The one question everyone asked me was, "are you so excited." I'm not sure my response was what most thought they would hear...my response...I'm not there yet, but I will be. I/we feel extremely blessed to be expecting. I have wanted a family, siblings for Ella, etc, however I'm still full of fear. To those who have been pregnant with singletons there are still fears, but they seem to be less. Hearing that there were two started the immediate fear of, how will I be able to carry two. I barley fit Ella, little alone two bitty ones. How can we afford two babies at once. Will I have to go back to work. What will happen if they are very early, or sick, or if one of them can't grow in a way they are supposed to. Will my c-section be different, will they have to go to the NICU, how will our time with Ella change. Bill thinks even further and he has worried about them going to different colleges and graduating on the same day.

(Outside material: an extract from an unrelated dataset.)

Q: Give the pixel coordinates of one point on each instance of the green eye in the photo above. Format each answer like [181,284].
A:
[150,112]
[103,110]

I will be excited when both of my babies are here, healthy and safely in our arms. I am overjoyed, but terrified that I won't be able to keep them safely inside until they are ready to enter this world.
So far all is well, baby a and baby b are currently thriving and doing well. They are the size they should be with amazingly strong heart beats. So far so good...just a few more months to go and then the true joy and excitement of having two healthy and beautiful blessings will be here.
Tuesday, January 3, 2012
Ho Ho Ho...Merry Christmas
Christmas this year was so much fun. Ella was so excited about all of the decorations, cooking making, and most of all Santa. She has said every day since we put up the tree that Santa is her boy (Lisa calls Ella her best girl...so Ella felt Santa was her best boy ...and daddy of course.) Ella knew what she wanted...a Cinderella castle. This is her passion at the moment...all things princess. Ella's vocabulary is far beyond counting words at this point. She can have a full on conversation (we wish she would slow down this whole growing up thing!) Christmas Eve was spent with our church family, who we are blessed to have. Then home for cookies and watching the Polar Express, which Ella loved. We didn't think she would sleep that night, but we told her unless she went to sleep Santa couldn't come, so sleep she did. The next morning was filled with joy and excitement about opening her gifts. Being the mean mommy and daddy that we are her castle was hidden, and she was devastated when she thought Santa forgot, but then mommy found a note from Santa telling her to check her play room...I've never heard such a squeal of laughter. The next several hours were spent with loved ones, opening presents, eating. laughing and watching Ella have the most fun a 2 year old could have.